Schmerz hat viele Gesichter - Illustration

Die RA ist die häufigste entzündliche Gelenkerkrankung (ca. ein Prozent der Bevölkerung). Die Begriffe “chronische Polyarthritis (CP)” und “primär chronische Polyarthritis (CCP)” sollten nicht mehr verwendet werden.

Am Anfang steht eine Entzündung der Synovia, als deren Ursache unterschiedliche Mechanismen diskutiert werden, darunter auch ein infektiöses Agens. Anschließend entwickelt sich eine immunologisch vermittelte chronisch progrediente Entzündungsreaktion, die auf andere Gelenke übergreift.

Labordiagnostik

Laborchemisch finden sich BSG-Anstieg, erhöhtes CRP, normochrome/normozytäre Anämie, vermindertes Serumeisen und Nachweis von Rheumafaktoren (etwa in 80 Prozent).

Diese Laborparameter ermöglichen meistens eine eindeutige Abgrenzung von degenerativen Gelenkerkrankungen. Die Abgrenzung von Kollagenosen bzw. infektiösen oder reaktiven Arthritiden ist nicht immer einfach. Das typische klinische Bild, fehlender Nachweis von Erregern und Antikörpern gegen Doppelstrang-DNS sowie fehlender Multiorganbefall sprechen jedoch für eine rheumatoide Arthritis.

Seit einigen Jahren spielen in der Diagnostik der RA Antikörper gegen citrullinierte Peptide/Proteine (ACPA) eine wichtige Rolle.
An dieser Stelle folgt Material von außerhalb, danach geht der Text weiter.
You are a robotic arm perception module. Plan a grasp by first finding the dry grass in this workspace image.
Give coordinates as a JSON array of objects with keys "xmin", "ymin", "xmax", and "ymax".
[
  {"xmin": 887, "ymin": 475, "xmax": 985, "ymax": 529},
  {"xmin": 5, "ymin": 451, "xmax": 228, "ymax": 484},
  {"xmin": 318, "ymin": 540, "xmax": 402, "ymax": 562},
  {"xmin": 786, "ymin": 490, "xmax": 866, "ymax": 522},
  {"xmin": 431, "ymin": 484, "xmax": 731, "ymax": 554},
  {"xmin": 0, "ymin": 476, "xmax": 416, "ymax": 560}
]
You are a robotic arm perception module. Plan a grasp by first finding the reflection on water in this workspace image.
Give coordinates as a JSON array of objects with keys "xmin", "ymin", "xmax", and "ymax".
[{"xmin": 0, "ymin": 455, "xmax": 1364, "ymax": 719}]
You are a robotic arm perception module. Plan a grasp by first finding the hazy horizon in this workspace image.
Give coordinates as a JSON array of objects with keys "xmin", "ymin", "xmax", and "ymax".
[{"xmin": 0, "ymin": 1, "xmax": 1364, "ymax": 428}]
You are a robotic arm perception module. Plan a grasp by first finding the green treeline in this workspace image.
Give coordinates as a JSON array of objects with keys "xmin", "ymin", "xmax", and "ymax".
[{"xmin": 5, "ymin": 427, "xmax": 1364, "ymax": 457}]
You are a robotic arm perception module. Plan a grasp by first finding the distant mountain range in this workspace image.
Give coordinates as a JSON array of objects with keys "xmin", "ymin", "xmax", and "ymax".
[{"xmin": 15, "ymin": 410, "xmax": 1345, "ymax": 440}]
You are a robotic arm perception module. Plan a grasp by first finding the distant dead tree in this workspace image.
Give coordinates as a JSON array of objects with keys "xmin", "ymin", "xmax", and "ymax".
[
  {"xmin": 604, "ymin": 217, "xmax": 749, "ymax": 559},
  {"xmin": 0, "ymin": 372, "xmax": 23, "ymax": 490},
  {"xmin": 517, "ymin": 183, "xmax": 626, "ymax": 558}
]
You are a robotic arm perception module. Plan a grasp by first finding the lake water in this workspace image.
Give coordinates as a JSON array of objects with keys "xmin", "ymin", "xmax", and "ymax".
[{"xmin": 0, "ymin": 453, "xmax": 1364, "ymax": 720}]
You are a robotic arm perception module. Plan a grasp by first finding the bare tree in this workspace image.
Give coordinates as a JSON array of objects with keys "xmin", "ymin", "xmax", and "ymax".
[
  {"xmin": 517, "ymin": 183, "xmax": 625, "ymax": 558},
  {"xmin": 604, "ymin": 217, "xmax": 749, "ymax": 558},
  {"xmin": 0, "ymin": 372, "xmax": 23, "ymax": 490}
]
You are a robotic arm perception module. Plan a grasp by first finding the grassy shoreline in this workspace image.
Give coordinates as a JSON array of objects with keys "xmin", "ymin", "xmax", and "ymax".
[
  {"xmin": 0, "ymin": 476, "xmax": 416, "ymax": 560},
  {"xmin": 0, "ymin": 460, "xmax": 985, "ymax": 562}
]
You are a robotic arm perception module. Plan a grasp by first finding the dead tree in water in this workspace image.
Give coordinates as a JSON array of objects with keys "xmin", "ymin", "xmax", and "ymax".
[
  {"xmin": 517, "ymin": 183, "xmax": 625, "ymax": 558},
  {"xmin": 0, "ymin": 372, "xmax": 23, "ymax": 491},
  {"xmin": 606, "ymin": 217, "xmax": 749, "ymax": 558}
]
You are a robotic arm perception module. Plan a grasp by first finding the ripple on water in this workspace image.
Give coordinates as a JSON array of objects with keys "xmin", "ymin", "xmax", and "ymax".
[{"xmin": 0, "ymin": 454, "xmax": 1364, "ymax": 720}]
Antikörper gegen zyklisches Citrullin (CCP-Ak) und mutiertes citrulliniertes Vimentin (MCV-AK) weisen etwa die gleiche Sensitivität für RA auf wie Rheumafaktoren (rund 65 bis 85 Prozent), sind aber mit zu 98 Prozent spezifischer für RA als Rheumafaktoren (Spezifität rund 85 bis 90 Prozent). Der Nachweis von CCP-Ak kann einer klinisch manifesten RA um Jahre vorausgehen.

Im Stadium der noch undifferenzierten Arthritis zeigen CCP-Ak eine hohe Wahrscheinlichkeit für den Übergang in eine RA an und lassen einen schweren gelenkdestruierenden Verlauf erwarten.

Klassifikationssysteme

Gemäß den revidierten Kriterien des American College of Rheumatology (ACR, früher American Rheumatism Association, ARA) von 1987 liegt eine RA vor, wenn mindestens 4 der 7 folgenden Kriterien erfüllt sind und die Symptome der Kriterien 1 bis 4 mindestens sechs Wochen anhalten:

1. Morgensteifigkeit (mindestens eine Stunde anhaltend).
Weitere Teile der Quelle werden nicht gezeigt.